Women receive all their honours in the same fashion as men receiving decorations or medals, even if they are receiving a damehood, so there is no female word equivalent of being "knighted".

==History==
The Order of the Ermine, founded in France by John V, Duke of Brittany, in 1381, was the first order of chivalry to accept women. However, female knights existed for centuries in many places in the world prior to this. Like their male counterparts, they were distinguished by the flying of coloured banners and generally bore a coat of arms.

One woman who participated in tournaments was Joane Agnes Hotot (born 1378), but she was not the only one. Additionally, women adopted certain forms of regalia which became closely associated with the status of knighthood.
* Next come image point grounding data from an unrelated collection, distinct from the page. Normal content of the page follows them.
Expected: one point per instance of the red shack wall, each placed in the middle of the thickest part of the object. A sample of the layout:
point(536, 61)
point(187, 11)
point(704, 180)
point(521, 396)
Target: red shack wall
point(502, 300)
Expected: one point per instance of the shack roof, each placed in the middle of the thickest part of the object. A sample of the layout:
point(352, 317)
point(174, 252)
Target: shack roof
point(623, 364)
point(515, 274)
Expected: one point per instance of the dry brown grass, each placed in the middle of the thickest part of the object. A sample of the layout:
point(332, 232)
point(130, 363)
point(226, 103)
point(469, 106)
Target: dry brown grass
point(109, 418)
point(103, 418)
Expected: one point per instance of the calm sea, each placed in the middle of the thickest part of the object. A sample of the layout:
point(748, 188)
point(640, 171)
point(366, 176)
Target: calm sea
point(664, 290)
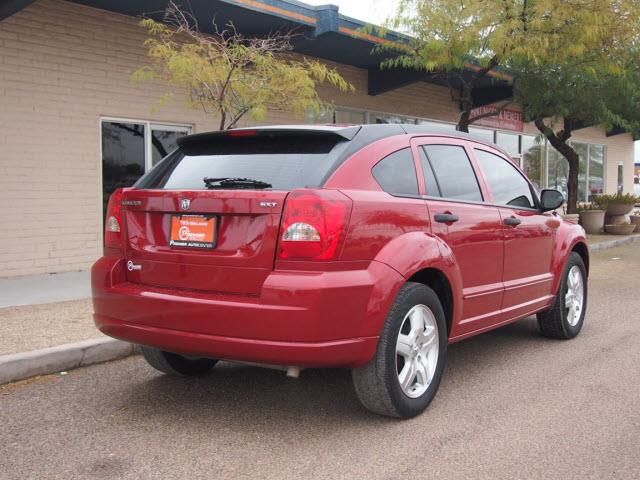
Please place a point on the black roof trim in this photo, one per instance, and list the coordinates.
(345, 132)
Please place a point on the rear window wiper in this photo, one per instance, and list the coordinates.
(230, 182)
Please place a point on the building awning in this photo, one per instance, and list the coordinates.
(323, 33)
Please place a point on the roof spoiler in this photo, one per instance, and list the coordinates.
(344, 132)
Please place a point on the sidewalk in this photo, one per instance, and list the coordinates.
(46, 322)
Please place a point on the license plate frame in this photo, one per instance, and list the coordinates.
(192, 231)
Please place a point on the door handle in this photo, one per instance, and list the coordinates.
(445, 218)
(512, 221)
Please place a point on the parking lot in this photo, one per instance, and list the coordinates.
(512, 405)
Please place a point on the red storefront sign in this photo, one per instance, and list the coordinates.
(505, 120)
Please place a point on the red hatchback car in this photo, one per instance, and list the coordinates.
(367, 247)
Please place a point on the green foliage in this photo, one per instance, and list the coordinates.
(571, 62)
(231, 75)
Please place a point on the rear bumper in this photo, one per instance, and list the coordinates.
(312, 319)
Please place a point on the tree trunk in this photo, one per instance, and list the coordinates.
(559, 142)
(466, 105)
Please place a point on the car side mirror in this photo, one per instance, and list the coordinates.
(550, 200)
Unlike the male knights, it was virtually unimaginable to see women taking part in medieval battles or commanding battalions of soldiers, but there were exceptions. Joan of Arc is the most famous; another case was the Welsh princess Gwenllian ferch Gruffydd. Some wore armour, others commanded troops, and some were members of an official order of chivalry. One woman to wear full armour into battle was the Duchess Gaita of Lombardy (also called Sikelgaita), who rode beside her Norman mercenary husband, Robert Guiscard. She was a knight in her own right. Another was Petronilla de Grandmesnil, Countess of Leicester; wearing a mail hauberk with a sword and a shield, she defended her lands from Henry II of England. She and her husband participated in the rebellion in 1173 against King Henry II. However, this does not mean that they were officially knighted the way men were.
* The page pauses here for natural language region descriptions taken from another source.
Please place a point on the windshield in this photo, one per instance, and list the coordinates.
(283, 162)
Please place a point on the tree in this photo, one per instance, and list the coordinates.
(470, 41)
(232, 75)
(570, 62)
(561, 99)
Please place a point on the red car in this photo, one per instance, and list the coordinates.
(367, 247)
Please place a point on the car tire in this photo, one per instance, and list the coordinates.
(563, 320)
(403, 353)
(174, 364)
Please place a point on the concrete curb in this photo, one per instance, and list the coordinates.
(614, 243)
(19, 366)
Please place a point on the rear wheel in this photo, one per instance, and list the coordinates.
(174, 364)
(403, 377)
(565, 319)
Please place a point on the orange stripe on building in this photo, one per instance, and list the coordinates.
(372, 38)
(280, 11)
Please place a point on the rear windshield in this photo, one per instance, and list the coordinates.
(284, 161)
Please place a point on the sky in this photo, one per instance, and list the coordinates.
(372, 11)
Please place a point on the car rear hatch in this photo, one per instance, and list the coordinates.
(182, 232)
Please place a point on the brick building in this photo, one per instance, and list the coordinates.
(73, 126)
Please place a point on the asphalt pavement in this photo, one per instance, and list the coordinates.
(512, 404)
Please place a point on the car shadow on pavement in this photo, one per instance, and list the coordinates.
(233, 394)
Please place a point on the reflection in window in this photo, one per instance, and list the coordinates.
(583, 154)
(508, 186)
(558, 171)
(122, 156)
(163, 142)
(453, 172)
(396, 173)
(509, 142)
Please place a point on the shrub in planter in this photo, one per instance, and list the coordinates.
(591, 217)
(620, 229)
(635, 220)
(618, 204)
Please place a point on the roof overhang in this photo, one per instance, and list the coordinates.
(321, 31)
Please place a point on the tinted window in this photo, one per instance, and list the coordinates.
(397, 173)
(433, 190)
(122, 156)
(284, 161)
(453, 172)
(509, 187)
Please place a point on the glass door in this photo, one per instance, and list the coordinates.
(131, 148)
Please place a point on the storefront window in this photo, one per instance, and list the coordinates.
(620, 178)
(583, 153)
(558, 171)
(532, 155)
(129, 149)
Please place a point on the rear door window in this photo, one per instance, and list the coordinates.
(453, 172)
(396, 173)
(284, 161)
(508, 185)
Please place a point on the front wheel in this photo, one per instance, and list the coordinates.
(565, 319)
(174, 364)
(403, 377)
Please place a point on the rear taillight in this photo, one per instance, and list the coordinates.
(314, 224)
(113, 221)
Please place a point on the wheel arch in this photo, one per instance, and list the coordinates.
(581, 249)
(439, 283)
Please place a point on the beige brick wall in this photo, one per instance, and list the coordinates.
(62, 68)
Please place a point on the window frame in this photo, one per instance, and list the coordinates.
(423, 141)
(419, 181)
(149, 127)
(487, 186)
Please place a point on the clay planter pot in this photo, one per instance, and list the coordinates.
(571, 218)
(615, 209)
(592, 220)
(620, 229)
Formerly, a knight's wife was given the title of Dame before her name, but this usage was replaced by Lady during the 17th century.

The title of Dame as the official equivalent of a knight was introduced in 1917 with the introduction of the Order of the British Empire, and was subsequently extended to the Royal Victorian Order in 1936, the Order of St Michael and St George, and finally the Order of the Bath in 1971.

The youngest person to be appointed a Dame was golfer Lydia Ko at the age of 27. The oldest had been actress Gwen Ffrangcon-Davies at the age of 100, until Olivia de Havilland was appointed two weeks before her 101st birthday.

Several high-profile figures have declined the honour, including Vanessa Redgrave, who eventually accepted the honour.

The prefix is used with the holder's given name or full name but never with the surname alone; this follows the same usage customs as "Sir".

Nuns of the English Benedictine order are given the title Dame in preference to Sister.

In French Louisiana from the 17th through to the 19th centuries, Dame was the title accorded to a woman "of substance or position in the locality". Similarly, in 1889 in France, it was reportedly "a title of honour which long distinguished high-born ladies from the wives of citizens and the commonalty in general" and a title of respect for a widow.